If you're interested in a summary of the academic literature, this blog post (and its accompanying paper -- mirrored under a CC BY-NC license) are great resources.

json-diff (2012)

Languages: JSON
Algorithm: Pairwise comparison
Output: CLI colours

json-diff performs a structural diff of JSON files. It considers subtrees to be different if they don't match exactly, so e.g. "foo" and ["foo"] are entirely different.

json-diff is also noteworthy for its extremely readable display of results.

GumTree (2014)

Languages: ~10 programming languages
Parser: Several, including srcML
Algorithm: Top-down, then bottom-up
Ouput: HTML, Swing GUI, or text

GumTree can parse several programming languages and then performs a tree-based diff, outputting an HTML display.
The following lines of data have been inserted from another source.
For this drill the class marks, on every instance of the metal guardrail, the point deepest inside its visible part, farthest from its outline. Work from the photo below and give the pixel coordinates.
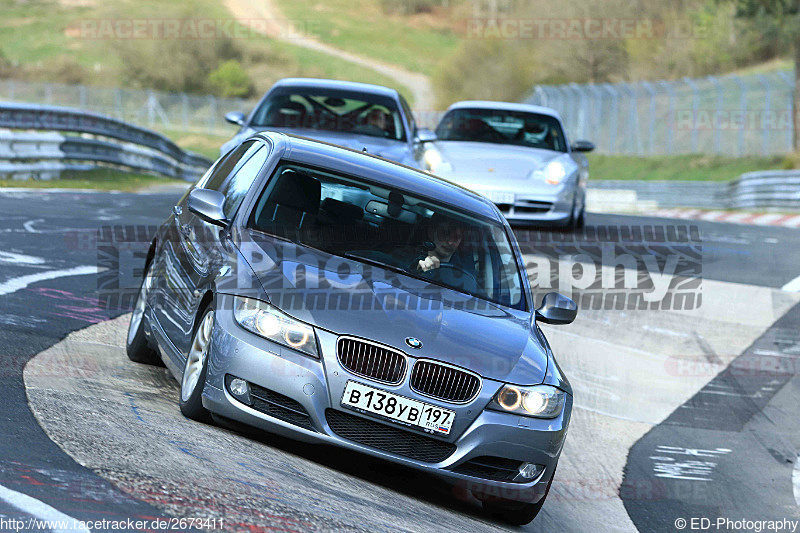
(772, 189)
(100, 140)
(731, 115)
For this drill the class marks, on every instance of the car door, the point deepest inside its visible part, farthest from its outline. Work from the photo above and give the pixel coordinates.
(192, 254)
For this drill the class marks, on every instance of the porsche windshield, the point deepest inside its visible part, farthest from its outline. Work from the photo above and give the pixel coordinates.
(335, 110)
(501, 126)
(352, 217)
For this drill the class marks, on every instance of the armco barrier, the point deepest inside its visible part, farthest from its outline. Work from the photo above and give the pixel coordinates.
(71, 139)
(773, 190)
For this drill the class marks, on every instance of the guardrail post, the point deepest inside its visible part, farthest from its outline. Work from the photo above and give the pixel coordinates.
(670, 116)
(212, 114)
(743, 105)
(695, 112)
(614, 112)
(597, 106)
(765, 133)
(651, 123)
(185, 111)
(717, 130)
(118, 111)
(789, 80)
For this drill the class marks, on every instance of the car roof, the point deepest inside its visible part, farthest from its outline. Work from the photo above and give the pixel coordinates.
(505, 106)
(337, 84)
(382, 171)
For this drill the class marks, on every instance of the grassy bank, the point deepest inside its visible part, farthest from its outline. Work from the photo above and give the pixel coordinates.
(42, 41)
(695, 167)
(101, 179)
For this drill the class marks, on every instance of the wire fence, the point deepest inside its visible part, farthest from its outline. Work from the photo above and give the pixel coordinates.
(148, 108)
(733, 115)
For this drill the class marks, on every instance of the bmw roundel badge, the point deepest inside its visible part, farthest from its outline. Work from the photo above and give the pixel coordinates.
(414, 342)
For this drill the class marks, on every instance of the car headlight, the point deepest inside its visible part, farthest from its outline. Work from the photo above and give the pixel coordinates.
(553, 173)
(269, 322)
(540, 401)
(435, 163)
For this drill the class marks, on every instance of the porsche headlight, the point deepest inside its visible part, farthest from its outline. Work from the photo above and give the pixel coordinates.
(435, 163)
(269, 322)
(540, 401)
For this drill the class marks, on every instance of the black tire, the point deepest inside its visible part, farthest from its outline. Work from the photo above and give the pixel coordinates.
(137, 347)
(191, 401)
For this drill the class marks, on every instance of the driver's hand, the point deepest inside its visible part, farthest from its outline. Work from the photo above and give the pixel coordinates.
(429, 263)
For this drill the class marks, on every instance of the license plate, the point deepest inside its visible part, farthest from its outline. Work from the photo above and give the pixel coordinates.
(500, 197)
(398, 408)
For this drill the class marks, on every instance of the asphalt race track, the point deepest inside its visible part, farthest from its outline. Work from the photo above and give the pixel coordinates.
(678, 413)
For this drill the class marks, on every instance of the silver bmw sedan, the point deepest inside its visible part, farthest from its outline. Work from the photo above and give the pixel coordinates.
(336, 297)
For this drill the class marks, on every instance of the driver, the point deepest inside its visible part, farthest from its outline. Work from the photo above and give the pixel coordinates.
(375, 121)
(445, 237)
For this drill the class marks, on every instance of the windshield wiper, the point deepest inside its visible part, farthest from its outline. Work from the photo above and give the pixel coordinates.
(373, 262)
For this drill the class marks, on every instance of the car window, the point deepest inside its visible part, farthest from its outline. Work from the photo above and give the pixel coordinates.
(236, 188)
(336, 110)
(500, 126)
(353, 217)
(223, 167)
(409, 114)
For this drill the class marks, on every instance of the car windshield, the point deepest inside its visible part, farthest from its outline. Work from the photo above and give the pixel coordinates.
(501, 126)
(331, 110)
(352, 217)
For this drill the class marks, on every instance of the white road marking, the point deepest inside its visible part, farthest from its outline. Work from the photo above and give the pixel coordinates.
(58, 521)
(792, 286)
(29, 225)
(11, 257)
(15, 284)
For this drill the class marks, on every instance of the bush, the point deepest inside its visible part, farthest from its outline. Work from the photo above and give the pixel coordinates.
(231, 80)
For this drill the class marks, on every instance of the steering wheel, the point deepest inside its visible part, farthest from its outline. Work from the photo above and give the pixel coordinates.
(453, 276)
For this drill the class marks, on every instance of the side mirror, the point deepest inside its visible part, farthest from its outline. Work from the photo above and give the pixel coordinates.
(582, 146)
(235, 117)
(557, 309)
(425, 135)
(207, 205)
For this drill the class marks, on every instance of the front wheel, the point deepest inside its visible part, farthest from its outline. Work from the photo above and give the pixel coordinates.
(195, 369)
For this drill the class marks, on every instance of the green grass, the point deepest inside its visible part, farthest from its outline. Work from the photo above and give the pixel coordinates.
(200, 143)
(102, 179)
(39, 34)
(417, 43)
(694, 167)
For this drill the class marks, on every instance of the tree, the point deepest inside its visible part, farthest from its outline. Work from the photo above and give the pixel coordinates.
(782, 18)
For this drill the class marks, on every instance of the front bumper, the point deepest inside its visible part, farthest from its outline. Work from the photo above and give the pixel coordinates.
(317, 386)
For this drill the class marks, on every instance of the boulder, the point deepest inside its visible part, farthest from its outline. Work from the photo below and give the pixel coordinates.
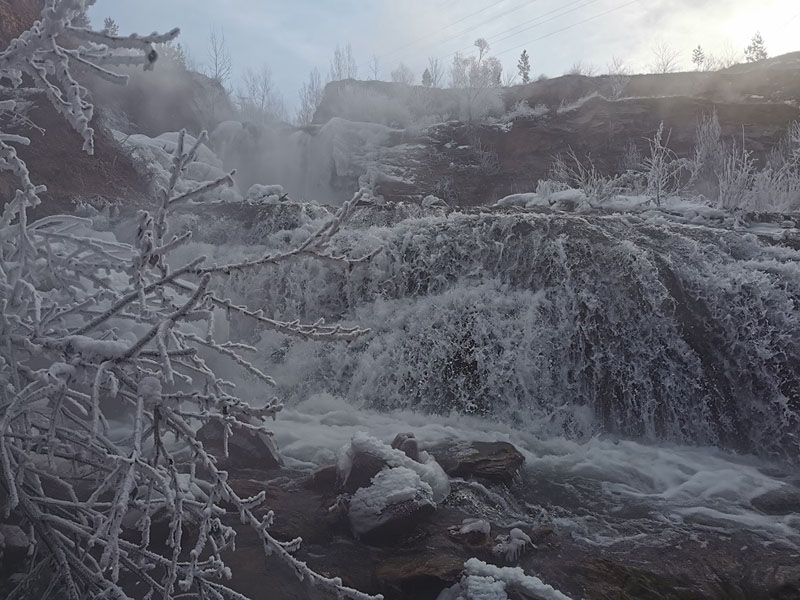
(394, 504)
(323, 480)
(364, 466)
(245, 449)
(421, 575)
(781, 501)
(408, 444)
(495, 461)
(367, 456)
(13, 546)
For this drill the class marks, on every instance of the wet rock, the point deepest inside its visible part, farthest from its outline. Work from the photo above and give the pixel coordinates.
(495, 461)
(396, 503)
(246, 450)
(472, 532)
(408, 444)
(364, 467)
(608, 579)
(782, 501)
(323, 480)
(13, 546)
(419, 576)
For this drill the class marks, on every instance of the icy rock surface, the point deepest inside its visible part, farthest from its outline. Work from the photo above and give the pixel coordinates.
(482, 581)
(427, 468)
(397, 499)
The GumTree algorithm is described in the associated paper 'Fine-grained and accurate source code differencing' by Falleri et al (DOI, PDF). It performs a greedy top-down search for identical subtrees, then performs a bottom-up search to match up the rest.

Tree Diff (2017)

Languages: S-expression data format
Algorithm: A* search
Output: Merged s-expression file

Tristan Hume wrote a tree diffing algorithm during his 2017 internship and Jane Street. The source code is not available, but he has a blog post discussing the design in depth.

This project finds minimal diffs between s-expression files used as configuration by Jane Street. It uses A* search to find the minimal diff between them, and builds a new s-expression with a section marked with :date-switch for the differing parts.

(Jane Street also has patdiff, but that seems to be a line-oriented diff with some whitespace/integer display polish. It doesn't understand that e.g. whitespace in "foo " is meaningful).

Autochrome (2017)

Languages: Clojure
Parser: Custom, preserves comments
Algorithm: Dijkstra (previously A* search)
Output: HTML

Autochrome parses Clojure with a custom parser that preserves comments. Autochrome uses Dijkstra's algorithm to compare syntax trees.

Autochrome's webpage includes worked examples of the algorithm and a discussion of design tradeoffs. It's a really great resource for understanding tree diffing techniques in general.

graphtage (2020)

Languages: JSON, XML, HTML, YAML, plist, and CSS
Parser: json5, pyYAML, ignores comments
Algorithm: Levenshtein distance
Output: CLI colours

graphtage compares structured data by parsing into a generic file format, then displaying a diff. It even allows things like diffing JSON against YAML.

As with json-diff, it does not consider ["foo"] and "foo" to have any similarities.

Diffsitter (2020)

Parser: Tree-sitter
Algorithm: Longest-common-subsequence
Output: CLI colours

Diffsitter is another tree-sitter based diff tool. It uses LCS diffing on the leaves of the syntax tree.

sdiff (2021)

Languages: Scheme
Parser: Scheme's built-in read, ignores comments
Algorithm: MH-Diff from the Chawathe paper
Output: CLI colours

Semantically meaningful S-expression diff: Tree-diff for lisp source code was presented at FOSDEM 2021.